Sengketa yang dapat diselesaikan melalui arbitrase hanya sengketa di bidang perdagangan dan mengenai hak yang menurut hukum dan peraturan perundang-undangan dikuasai sepenuhnya oleh pihak yang bersengketa.
Suatu arbitrase tidak menjadi batal walaupun disebabkan oleh suatu keadaan seperti meninggalnya salah satu pihak, bangkrutnya salah satu pihak, novasi, keadaan tidak mampu membayar salah satu pihak, pewarisan, serta berakhirnya perjanjian pokok.
Di Indonesia terdapat dua lembaga arbitrase yakni BANI dan BAMUI.
Arbitrase dibagi ke dalam 2 jenis yaitu:
1.     Arbitrase Volunter (ad hoc)
Merupakan arbitrase yang dibentuk secara khusus untuk menyelesaikan atau memutuskan perselisihan tertentu.
1.     Arbitrase Institusional
Merupakan suatu lembaga atau badan arbitrase yang bersifat permanen sehingga tetap berdiri untuk selamanya dan tidak bubar meskipun perselisihan yang ditangani telah selesai diputus.

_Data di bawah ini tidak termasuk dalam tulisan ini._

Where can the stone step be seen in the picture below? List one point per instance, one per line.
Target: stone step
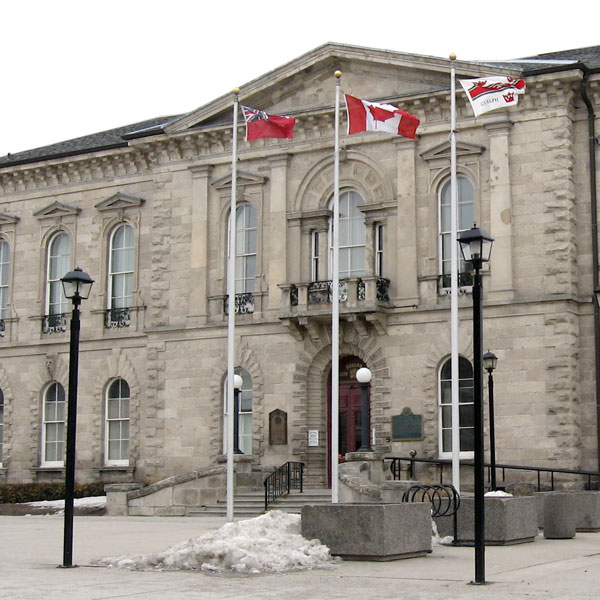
(252, 503)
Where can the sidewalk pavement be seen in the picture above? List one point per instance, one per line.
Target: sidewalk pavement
(31, 549)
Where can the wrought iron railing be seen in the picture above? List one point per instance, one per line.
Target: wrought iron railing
(444, 500)
(54, 323)
(117, 317)
(591, 477)
(244, 304)
(321, 292)
(289, 476)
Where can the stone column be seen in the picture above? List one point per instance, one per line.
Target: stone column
(199, 244)
(276, 248)
(405, 233)
(501, 281)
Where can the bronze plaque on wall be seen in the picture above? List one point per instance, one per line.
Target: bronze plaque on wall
(407, 427)
(277, 428)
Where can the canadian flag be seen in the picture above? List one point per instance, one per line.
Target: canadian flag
(374, 116)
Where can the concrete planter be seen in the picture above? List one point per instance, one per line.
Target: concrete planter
(364, 531)
(572, 511)
(508, 520)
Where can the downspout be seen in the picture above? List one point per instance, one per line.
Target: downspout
(594, 215)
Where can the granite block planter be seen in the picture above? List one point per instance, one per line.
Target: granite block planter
(508, 520)
(362, 531)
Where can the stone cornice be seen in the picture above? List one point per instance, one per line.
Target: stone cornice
(313, 127)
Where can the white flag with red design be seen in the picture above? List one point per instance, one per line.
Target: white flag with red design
(374, 116)
(489, 93)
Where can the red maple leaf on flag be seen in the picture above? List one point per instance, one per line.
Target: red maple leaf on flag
(380, 114)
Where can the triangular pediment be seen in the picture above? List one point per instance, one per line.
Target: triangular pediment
(119, 201)
(242, 179)
(6, 219)
(57, 209)
(308, 83)
(443, 150)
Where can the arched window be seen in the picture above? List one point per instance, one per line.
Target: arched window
(245, 408)
(53, 426)
(121, 267)
(59, 264)
(245, 248)
(4, 276)
(351, 236)
(465, 402)
(117, 423)
(1, 424)
(465, 196)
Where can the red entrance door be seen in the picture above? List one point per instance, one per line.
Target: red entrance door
(349, 421)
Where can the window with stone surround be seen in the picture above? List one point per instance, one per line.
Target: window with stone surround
(121, 259)
(245, 412)
(4, 276)
(53, 426)
(465, 401)
(465, 218)
(58, 265)
(116, 449)
(1, 425)
(352, 234)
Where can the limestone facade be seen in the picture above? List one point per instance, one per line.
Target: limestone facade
(529, 170)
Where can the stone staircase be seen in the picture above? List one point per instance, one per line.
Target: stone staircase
(252, 504)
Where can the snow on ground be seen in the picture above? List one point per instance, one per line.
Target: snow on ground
(90, 502)
(270, 543)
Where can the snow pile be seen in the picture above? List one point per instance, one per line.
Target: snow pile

Pemberian pendapat oleh lembaga arbitrase menyebabkan kedua belah pihak terikat padanya. Apabila tindakannya ada yang bertentangan dengan pendapat tersebut maka dianggap melanggar perjanjian. Sementara itu, pelaksanaan keputusan arbitrase nasional dilakukan dalam waktu paling lama 30 hari terhitung sejak tanggal putusan ditetapkan. Putusan arbitrase bersifat final dan mempunyai kekuatan hukum dan mengikat para pihak.
Syarat-syarat untuk dijadikan suatu putusan arbitrase :
1.     Para pihak telah menyetujui bahwa sengketa di antara mereka akan diselesaikan melalui arbitrase.
2.     Persetujuan untuk menyelesaikan sengketa melalui arbitrase dimuat dalam suatu dokumen yang ditandatangani oleh para pihak.
3.     Sengketa hanya di bidang perdagangan dan mengenai hak yang menurut hukum dan peraturan perundang-undangan.
4.     Sengketa tidak bertentangan dengan kesusilaan dan ketertiban umum.
Yang berwenang menangani masalah pengakuan dan pelaksaan putusan arbitrase internasional adalah Pengadilan Negeri Jakarta Pusat.
Para pihak dapat mengajukan permohonan pembatalan apabila putusan tersebut diduga mengandung unsur-unsur:
1.     Surat atau dokumen yang diajukan dalam pemeriksaan setelah putusan dijatuhkan diketahui palsu atau dinyatakan palsu.
2.     Setelah putusan diambil ditemukan dokumen yang bersifat menentukan dan yang disembunyikan oleh pihak lawan.
3.     Putusan diambil dari hasil tipu muslihat yang dilakukan oleh salah satu pihak dalam pemerisaan sengketa.
1.5 Peradilan
Pengadilan menurut UU No.2 Tahun 1986 adalah pengadilan negeri dan pengadilan tinggi di lingkungan peradilan umum. Hakim atau pengadilan adalah penegak hukum. Sementara itu Pasal 2 UU No. 4 Tahun 2004, penyelenggara kekuasaan nkehakiman dilakukan oleh sebuah Mahkamah Agung dan badan peradilan yang berbeda di bawahnya dalam lingkunga peradilan umum, lingkungan peradilan agama, lingkungan peradilan militer, lingkungan peradilan tata usaha negara, dan oleh sebuah mahkamah konstitusi.
1.6. Peradilan Umum
Peradilan umum adalah salah satu kekuasaan kehakiman bagi rakyat pencari keadilan yang pada umumnya mengenai perkara perdata dan pidana.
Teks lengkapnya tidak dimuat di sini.